Correlation of the modeling genes with clinicopathological characteristics
In Fig. S3A, we observed differential expression of the 8 modeling genes between cancer and normal tissues, with 5 genes up-regulated in cancer tissue and 3 down-regulated. Notably, all 8 modeling genes demonstrated substantial predictive capacity based on the AUC (Fig. S3B). Differential expression of these genes across various clinicopathological stages was highlighted in Fig. S3C–G. Patients were stratified into high-expression and low-expression groups based on median gene expression, revealing that 5 genes were positively correlated with poor prognosis, while 3 genes were inversely correlated (Fig. S3O).
Single-cell transcriptomic context of the 8 modeling genes
For an in-depth exploration of the potential mechanisms governed by the modeling genes in ccRCC, we leveraged three single-cell sequencing datasets from the GEO database (GSE131685, GSE152938, and GSE171306).
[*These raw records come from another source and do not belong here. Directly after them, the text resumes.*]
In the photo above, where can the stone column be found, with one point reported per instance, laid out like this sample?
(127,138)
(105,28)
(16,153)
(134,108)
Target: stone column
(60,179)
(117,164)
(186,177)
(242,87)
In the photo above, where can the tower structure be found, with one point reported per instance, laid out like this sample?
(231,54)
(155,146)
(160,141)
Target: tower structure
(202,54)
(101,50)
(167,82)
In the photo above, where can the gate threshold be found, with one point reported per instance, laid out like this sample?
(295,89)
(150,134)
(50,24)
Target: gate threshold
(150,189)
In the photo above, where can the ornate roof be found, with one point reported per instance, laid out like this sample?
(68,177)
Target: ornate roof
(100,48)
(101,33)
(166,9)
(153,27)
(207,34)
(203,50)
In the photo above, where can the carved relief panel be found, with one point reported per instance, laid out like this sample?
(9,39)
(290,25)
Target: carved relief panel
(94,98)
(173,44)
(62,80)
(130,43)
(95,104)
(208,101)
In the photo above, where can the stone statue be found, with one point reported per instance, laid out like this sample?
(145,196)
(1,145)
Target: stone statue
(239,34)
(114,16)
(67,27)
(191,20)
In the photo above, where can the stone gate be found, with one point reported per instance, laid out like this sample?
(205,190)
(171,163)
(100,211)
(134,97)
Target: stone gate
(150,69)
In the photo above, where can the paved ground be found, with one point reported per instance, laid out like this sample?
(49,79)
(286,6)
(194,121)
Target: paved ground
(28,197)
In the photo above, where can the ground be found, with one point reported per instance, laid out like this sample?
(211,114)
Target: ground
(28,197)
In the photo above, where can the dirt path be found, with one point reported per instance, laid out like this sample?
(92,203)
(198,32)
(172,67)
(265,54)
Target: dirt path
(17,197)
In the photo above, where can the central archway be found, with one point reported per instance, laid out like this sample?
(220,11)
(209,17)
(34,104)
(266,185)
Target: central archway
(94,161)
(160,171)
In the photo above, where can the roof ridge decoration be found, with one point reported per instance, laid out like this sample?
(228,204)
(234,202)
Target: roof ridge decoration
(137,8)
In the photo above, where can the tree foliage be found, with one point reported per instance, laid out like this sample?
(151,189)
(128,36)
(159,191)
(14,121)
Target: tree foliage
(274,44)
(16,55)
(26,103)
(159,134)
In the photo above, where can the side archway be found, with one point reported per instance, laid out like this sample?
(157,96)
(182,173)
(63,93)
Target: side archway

After meticulous quality control, we analyzed 17,304 genes across 50,021 cells obtained from four ccRCC and four normal samples (Fig. S4A). Subsequently, 16 distinct clusters and 15 cell types were identified, encompassing immune cells, tubular cells, endothelial cells, and tumor cells (Fig. S4B,C).
In agreement with previous studies35, renal tubular epithelial cells predominated in normal renal cortical samples, while immune cells and tumor cells dominated in ccRCC, signifying the ccRCC tumor immune microenvironment (Fig. S4D). The majority of immune cells were identified in ccRCC patients, delineating the tumour immune microenvironment of ccRCC (Fig. S4E). Importantly, we examined the expression profiles of the eight modeled genes within different cell types (Fig. 6A–H) and discerned distinct distribution patterns in cancerous and paracancerous tissues. Specifically, PEBP1, NAPSA, and FDX1 exhibited higher expression in paracancerous tissues, while SERPINE1, NOL3, CEBPB, P4HB, and YBX1 were more highly expressed in cancerous tissues, reinforcing our previous analyses (Fig. 6I–P).
Validation of protein and mRNA expression of PCD-related genes in ccRCC
To validate the expression of PCD-related genes in ccRCC, we obtained protein expression data for the eight modeling genes from the Clinical Proteomic Tumor Analysis Consortium (CPTAC). Additionally, we performed qRT-PCR to assess differences in mRNA expression of these eight modeling genes in both tissues and cell lines. Figure 7A–E illustrated the protein and mRNA expression levels of five modeling genes (SERPINE1, P4HB, NOL3, CEBPB, and YBX3) were significantly that exhibited significant overexpression in ccRCC tissues and cell lines. In contrast, the remaining three genes (PEBP1, NAPSA, and FDX1) displayed noteworthy underexpression in ccRCC tumors, as depicted in Fig. 7F–H.